Kiedy skończyła śpiewać pierwszą pieśń, przez chwilę odpoczywała, a potem kiwnęła głową w stronę siostry Laury. Dźwięki pojedynczego instrumentu klawiszowego sprawiły, że w namiocie zapadła zupełna cisza.
— Ave Maria — zaśpiewała Beatrice głosem tak nieskazitelnie czystym, tak doskonałym, że wszyscy w jednej chwili zostali nim oczarowani. Brzmienie wspaniałego głosu Beatrice sprawiło, że im dłużej trwał jej śpiew, tym bardziej niemal wszyscy słuchacze byli głęboko poruszeni. Słuchanie jej śpiewu sprawiło, że ludzie poczuli się bogatsi duchowo i zadowoleni z życia.

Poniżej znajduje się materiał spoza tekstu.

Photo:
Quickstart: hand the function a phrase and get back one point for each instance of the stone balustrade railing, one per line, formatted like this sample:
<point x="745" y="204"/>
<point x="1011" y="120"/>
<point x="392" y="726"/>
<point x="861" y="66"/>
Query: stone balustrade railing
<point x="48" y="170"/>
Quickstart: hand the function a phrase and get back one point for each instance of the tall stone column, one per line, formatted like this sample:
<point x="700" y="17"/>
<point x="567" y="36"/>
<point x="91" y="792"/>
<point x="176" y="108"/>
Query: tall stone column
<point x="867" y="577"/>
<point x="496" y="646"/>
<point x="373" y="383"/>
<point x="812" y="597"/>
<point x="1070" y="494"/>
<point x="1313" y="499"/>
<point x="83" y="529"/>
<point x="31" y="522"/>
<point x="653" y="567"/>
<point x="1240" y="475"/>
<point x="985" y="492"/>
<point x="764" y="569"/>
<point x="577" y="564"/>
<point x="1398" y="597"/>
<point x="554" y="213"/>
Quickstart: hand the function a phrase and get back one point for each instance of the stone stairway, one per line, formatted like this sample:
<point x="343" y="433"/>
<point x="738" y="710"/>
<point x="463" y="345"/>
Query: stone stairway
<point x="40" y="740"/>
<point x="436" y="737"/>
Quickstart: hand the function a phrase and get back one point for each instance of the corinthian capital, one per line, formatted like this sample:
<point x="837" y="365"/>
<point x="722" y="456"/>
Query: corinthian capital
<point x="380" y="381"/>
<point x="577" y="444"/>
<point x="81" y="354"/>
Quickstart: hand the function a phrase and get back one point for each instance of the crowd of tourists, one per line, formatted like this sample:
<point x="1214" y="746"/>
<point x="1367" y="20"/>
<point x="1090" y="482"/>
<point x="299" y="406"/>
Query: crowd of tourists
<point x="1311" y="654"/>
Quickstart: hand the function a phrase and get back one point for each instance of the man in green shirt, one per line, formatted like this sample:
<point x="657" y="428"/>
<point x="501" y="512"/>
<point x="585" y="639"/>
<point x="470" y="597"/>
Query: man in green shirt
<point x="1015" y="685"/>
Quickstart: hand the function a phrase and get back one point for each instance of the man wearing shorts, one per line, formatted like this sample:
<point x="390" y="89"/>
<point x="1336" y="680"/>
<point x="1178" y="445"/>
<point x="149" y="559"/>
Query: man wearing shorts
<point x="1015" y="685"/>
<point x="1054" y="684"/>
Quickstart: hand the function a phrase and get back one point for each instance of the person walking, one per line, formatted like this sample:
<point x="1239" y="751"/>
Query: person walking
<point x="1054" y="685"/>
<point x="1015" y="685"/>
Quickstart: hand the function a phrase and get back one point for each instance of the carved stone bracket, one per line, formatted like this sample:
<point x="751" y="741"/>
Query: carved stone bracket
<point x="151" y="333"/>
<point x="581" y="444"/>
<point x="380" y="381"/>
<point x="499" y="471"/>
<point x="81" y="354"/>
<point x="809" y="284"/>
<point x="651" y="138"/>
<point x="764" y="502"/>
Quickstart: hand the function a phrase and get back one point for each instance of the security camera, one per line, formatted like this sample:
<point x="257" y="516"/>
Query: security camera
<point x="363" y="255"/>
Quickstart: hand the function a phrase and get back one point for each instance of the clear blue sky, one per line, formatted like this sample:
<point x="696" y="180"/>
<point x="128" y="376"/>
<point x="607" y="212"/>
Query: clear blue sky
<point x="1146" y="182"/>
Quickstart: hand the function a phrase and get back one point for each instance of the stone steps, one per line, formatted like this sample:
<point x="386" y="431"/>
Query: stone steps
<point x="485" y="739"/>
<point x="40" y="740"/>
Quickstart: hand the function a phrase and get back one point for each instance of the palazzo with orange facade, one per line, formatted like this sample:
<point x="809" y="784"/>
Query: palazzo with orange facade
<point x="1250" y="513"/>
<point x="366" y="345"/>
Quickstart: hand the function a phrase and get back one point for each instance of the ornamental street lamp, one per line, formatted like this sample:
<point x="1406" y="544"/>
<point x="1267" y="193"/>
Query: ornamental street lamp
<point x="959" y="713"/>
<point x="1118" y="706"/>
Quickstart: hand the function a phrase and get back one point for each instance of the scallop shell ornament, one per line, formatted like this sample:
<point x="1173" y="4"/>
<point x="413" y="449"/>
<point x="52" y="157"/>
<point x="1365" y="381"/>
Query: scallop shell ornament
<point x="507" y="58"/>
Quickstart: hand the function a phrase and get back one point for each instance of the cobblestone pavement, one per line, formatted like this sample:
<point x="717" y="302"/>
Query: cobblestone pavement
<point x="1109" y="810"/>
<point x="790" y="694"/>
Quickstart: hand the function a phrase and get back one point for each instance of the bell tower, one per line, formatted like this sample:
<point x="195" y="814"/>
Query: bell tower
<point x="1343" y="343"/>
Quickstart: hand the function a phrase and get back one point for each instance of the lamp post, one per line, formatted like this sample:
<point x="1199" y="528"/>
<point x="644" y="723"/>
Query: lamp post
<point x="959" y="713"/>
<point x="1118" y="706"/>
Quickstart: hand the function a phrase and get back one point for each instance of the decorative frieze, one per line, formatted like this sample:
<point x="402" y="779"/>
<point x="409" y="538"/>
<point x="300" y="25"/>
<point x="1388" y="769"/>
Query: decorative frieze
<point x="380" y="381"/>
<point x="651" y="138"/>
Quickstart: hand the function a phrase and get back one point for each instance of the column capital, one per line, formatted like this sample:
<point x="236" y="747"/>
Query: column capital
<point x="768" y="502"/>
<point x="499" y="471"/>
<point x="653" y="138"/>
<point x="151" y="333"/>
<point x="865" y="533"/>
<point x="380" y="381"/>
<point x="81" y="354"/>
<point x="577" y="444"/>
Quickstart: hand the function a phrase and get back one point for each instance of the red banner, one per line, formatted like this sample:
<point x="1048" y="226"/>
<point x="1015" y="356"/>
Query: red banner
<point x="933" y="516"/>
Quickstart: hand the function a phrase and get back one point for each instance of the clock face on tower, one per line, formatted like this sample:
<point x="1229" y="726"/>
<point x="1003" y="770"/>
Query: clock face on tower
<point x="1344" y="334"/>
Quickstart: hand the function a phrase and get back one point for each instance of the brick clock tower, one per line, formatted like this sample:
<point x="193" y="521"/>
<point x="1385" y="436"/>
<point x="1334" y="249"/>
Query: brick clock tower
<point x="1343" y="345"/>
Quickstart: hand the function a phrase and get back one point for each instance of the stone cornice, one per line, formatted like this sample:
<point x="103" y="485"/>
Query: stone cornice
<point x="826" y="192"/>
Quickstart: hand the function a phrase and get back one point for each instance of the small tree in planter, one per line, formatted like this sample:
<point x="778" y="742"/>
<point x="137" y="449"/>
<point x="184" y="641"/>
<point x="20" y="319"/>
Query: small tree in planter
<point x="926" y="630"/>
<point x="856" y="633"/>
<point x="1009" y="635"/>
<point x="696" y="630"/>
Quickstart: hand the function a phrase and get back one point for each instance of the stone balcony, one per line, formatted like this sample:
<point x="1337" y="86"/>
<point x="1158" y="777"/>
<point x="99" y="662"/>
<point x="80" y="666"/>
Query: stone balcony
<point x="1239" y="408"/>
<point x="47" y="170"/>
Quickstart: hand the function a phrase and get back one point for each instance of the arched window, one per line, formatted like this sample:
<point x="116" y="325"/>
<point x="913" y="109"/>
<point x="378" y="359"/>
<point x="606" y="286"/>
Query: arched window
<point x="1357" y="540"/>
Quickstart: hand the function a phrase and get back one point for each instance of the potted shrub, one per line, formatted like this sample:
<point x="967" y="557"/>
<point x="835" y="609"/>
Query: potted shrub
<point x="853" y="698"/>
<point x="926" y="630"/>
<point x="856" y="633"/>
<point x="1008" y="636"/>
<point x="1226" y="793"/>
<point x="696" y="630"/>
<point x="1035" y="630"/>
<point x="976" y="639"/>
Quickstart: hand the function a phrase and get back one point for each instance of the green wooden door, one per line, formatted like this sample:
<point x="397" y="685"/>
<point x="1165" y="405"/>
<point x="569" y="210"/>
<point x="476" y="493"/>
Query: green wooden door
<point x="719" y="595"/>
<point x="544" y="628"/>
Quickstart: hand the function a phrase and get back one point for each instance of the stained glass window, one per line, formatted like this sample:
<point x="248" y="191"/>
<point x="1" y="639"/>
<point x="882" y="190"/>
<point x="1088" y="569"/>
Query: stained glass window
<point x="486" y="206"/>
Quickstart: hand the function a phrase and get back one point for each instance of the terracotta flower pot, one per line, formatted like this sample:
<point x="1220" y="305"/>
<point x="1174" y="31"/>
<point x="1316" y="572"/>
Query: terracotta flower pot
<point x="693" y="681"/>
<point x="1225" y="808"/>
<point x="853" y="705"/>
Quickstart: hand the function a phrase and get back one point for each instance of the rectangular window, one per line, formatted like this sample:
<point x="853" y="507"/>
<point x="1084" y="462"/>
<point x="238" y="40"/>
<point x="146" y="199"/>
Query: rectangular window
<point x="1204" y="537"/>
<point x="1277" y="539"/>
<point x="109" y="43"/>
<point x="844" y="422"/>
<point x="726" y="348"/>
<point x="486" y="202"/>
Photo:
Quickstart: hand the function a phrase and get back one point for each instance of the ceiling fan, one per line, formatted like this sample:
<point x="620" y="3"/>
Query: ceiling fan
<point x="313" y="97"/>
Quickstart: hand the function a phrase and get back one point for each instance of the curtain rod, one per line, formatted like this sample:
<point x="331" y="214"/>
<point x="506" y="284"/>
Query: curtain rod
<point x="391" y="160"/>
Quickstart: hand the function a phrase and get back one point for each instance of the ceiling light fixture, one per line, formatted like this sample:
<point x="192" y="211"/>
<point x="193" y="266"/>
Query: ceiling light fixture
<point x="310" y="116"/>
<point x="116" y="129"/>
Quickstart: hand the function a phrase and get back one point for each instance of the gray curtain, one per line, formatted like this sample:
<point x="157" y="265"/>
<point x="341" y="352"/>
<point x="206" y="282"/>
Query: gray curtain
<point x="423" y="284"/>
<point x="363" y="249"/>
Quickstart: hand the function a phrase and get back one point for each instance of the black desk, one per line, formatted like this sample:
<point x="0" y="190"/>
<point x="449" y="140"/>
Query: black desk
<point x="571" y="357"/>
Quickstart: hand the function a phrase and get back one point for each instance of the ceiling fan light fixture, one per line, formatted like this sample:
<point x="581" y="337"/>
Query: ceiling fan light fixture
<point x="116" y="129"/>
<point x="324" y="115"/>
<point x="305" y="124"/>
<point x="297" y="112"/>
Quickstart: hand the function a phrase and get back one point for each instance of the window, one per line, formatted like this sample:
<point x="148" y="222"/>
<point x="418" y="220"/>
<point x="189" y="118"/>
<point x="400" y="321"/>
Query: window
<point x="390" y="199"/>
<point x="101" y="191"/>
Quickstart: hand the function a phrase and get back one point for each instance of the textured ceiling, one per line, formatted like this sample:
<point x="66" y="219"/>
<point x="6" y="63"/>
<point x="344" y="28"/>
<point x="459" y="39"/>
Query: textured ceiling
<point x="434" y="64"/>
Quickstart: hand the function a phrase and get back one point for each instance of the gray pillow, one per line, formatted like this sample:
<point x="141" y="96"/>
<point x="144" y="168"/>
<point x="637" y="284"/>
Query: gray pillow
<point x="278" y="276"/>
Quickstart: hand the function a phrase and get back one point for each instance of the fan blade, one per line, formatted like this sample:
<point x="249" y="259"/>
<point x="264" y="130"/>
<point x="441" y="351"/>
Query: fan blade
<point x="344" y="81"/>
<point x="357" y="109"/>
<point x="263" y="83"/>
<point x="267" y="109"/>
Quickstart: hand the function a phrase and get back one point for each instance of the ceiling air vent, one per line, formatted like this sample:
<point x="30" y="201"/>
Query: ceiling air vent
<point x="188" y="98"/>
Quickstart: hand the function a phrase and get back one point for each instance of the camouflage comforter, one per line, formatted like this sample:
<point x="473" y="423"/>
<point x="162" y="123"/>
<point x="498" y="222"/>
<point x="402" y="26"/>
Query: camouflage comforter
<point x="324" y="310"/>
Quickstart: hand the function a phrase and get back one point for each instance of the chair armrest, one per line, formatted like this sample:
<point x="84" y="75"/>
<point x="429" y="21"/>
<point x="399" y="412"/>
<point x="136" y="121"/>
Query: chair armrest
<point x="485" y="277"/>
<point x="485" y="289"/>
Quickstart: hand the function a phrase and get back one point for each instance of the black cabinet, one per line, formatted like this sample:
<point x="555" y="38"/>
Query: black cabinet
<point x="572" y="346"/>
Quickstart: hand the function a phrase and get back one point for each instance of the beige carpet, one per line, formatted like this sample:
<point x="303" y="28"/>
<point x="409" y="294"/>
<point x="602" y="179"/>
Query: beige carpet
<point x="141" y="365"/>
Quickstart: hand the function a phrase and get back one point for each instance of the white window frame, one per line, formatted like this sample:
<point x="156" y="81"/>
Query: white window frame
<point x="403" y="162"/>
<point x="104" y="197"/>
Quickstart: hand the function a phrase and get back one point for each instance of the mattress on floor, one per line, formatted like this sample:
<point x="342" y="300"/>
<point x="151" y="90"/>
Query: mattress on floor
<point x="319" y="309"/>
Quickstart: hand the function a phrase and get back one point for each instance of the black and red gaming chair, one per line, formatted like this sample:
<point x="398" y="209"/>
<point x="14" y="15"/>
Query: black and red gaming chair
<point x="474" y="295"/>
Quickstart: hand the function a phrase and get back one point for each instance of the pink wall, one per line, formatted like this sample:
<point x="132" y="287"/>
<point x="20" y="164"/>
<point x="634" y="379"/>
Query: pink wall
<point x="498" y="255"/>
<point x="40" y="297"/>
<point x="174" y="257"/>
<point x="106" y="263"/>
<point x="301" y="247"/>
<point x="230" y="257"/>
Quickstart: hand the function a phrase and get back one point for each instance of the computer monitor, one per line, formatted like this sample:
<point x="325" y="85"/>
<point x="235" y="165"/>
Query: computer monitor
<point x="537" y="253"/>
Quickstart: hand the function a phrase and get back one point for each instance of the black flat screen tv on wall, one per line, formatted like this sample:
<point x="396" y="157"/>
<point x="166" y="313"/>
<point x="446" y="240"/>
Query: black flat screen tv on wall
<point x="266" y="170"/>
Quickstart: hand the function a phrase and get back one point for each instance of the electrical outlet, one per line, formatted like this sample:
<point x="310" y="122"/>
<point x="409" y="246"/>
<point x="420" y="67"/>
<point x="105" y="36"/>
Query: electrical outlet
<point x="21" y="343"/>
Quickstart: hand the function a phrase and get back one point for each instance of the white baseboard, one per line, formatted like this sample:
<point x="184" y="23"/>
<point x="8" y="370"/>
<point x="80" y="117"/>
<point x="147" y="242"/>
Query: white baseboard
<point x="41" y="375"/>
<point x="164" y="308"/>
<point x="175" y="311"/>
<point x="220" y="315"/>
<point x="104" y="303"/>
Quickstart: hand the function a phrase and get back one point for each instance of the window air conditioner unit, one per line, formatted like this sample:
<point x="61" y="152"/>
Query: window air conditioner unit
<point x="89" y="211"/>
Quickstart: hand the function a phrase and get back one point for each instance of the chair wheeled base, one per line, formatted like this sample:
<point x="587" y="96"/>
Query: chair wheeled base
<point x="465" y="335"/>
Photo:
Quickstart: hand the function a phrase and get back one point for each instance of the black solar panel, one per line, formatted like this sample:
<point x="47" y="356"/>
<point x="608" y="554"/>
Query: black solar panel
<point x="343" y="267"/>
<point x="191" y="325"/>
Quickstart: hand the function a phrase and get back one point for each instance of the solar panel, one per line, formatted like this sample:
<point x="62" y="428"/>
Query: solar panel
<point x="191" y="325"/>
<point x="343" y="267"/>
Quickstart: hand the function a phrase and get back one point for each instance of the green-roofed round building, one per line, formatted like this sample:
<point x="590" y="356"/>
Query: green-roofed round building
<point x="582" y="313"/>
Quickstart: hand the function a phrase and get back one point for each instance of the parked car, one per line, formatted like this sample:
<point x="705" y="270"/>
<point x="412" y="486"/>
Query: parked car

Śpiew Beatrice w jednej chwili wycisnął łzy z oczu siedzącej w pierwszym rzędzie Vivien. Ogarnęło ją przemożne uczucie miłości do Boga, do wszystkich żyjących ludzi, a także do samej siebie.
— Dziękuję ci, Boże — szepnęła bezgłośnie — za to, że pozwoliłeś mi przeżyć te piękne chwile. Nikt ze słuchaczy, których większość przez cały czas śpiewu Beatrice miała zamknięte oczy, nie poruszył się przynajmniej przez dziesięć sekund po tym, jak skończyła pieśń.
Kiedy wreszcie wyszli z namiotu, pozostali członkowie zakonu czekali cierpliwie w kolejce, by tradycyjnie uściskać Vivien, witając ją w ten sposób w zakonie. Beatrice trzymała się skromnie na uboczu, starając się jak najmniej rzucać w oczy. Mimo to wielu michalitów i mieszkańców miasteczka kierowało się do niej, by powiedzieć, jak wielką radość sprawił im jej śpiew. Odpowiadała na te pochwały uprzejmym „dziękuję”, ale nie zachęcała rozmówców do dłuższej konwersacji.
Brat Hugo i biskup także stali w kolejce osób chcących pogratulować siostrze Vivien. Hugo spojrzał na Beatrice, a widząc, że ta patrzy na niego, gestem zaprosił ją, żeby do nich dołączyła.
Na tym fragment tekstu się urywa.